Earlier this week, I came across this story in the Wall Street Journal. It’s basically about the requests that mall Santas are recieving this holiday season. It mentions how children are asking these men to give their parents jobs so they don’t lose their house, or glasses so they can see the chalkboard in class, or necessities like socks. In many cases, these Santas are heart-broken after a shift and honestly, my heart was breaking just reading the article.
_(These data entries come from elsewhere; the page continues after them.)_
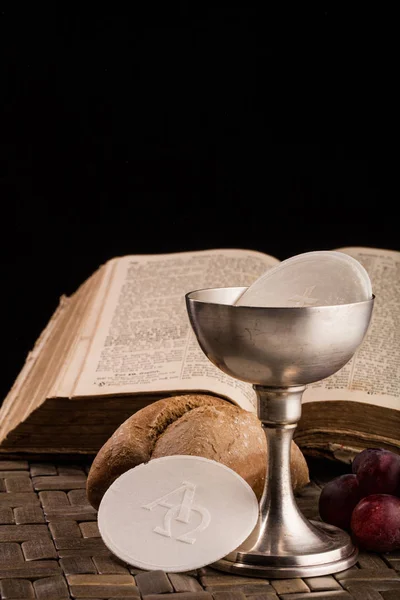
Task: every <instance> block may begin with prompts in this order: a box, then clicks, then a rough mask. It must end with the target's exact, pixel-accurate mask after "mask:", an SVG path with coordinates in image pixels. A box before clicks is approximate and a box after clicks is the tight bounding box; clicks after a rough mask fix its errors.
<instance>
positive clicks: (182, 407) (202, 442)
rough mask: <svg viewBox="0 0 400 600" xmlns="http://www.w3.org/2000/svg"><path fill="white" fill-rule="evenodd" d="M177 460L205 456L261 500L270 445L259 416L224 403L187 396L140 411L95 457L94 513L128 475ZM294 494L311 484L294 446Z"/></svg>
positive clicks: (87, 496) (293, 481)
mask: <svg viewBox="0 0 400 600" xmlns="http://www.w3.org/2000/svg"><path fill="white" fill-rule="evenodd" d="M173 454H185V455H187V454H189V455H193V456H203V457H205V458H209V459H212V460H215V461H218V462H221V463H223V464H224V465H226V466H227V467H230V468H231V469H233V470H234V471H236V473H238V474H239V475H241V477H243V478H244V479H245V480H246V481H247V483H248V484H249V485H250V486H251V487H252V488H253V490H254V492H255V494H256V496H257V498H258V499H260V498H261V495H262V492H263V489H264V482H265V476H266V468H267V462H266V459H267V443H266V439H265V435H264V432H263V429H262V427H261V423H260V421H259V419H258V418H257V417H256V415H254V414H252V413H250V412H248V411H245V410H243V409H242V408H239V407H238V406H236V405H234V404H231V403H230V402H228V401H227V400H223V399H222V398H216V397H214V396H209V395H206V394H187V395H182V396H173V397H169V398H165V399H163V400H158V401H157V402H154V403H152V404H150V405H148V406H146V407H145V408H143V409H141V410H139V411H138V412H136V413H135V414H134V415H132V416H131V417H130V418H129V419H127V420H126V421H125V422H124V423H122V425H120V427H119V428H118V429H117V430H116V431H115V432H114V434H113V435H112V436H111V438H110V439H109V440H108V441H107V442H106V443H105V444H104V446H103V447H102V448H101V449H100V450H99V452H98V453H97V455H96V457H95V459H94V461H93V463H92V465H91V468H90V471H89V474H88V478H87V488H86V492H87V497H88V500H89V502H90V503H91V505H92V506H94V508H96V509H98V507H99V505H100V501H101V499H102V497H103V495H104V493H105V492H106V490H107V489H108V487H109V486H110V485H111V484H112V483H113V481H115V479H117V477H119V476H120V475H122V473H125V471H127V470H129V469H132V468H133V467H136V466H137V465H140V464H141V463H144V462H148V461H149V460H151V459H152V458H160V457H162V456H170V455H173ZM291 476H292V486H293V489H294V491H295V492H296V491H298V490H300V489H301V488H302V487H303V486H304V485H306V484H307V483H308V482H309V472H308V467H307V463H306V460H305V458H304V456H303V454H302V452H301V450H300V448H299V447H298V446H297V445H296V444H295V443H294V442H292V447H291Z"/></svg>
That night I told M. about it and then we discussed whether these children will grow up with an appreciation of money and hard work that seems to be lacking in the generation before them. (Sorry, I have been asked to mentor too many students who want to start at the top without doing the work to get there and who value stuff a bit too much.) I wondered what kind of impact it will have on our society if materialism was subdued from the levels we’ve seen in the recent past. And here’s what I know.
I know that we don’t save enough in this country and that at one point we were told to be good Americans we should buy, buy, buy. And while that gave our neighbors jobs it also set us up for the fall that we are taking now. I am not sure how much innovation and discovery we were doing while we were trying to keep up with the Joneses. But now that times are tough, I notice that people are becoming creative—whether it is how to earn or stretch or save a dollar. That is what once made the United States a global leader economically. I notice that others are realizing that it isn’t stuff that makes the holidays and I notice people are more friendly because goodwill means (and is needed) more than ever. If these are the things that this generation is growing up with, then this nation could be great again. Because it’s citizens are looking outward again and are not consumed by consuming.
I hate that young children have to feel the burden their parents carry, especially during what should be a joyous time of year. But because of this, they may carry with them traditions and memories that last longer than the short-lived happiness a sought-after toy would have given.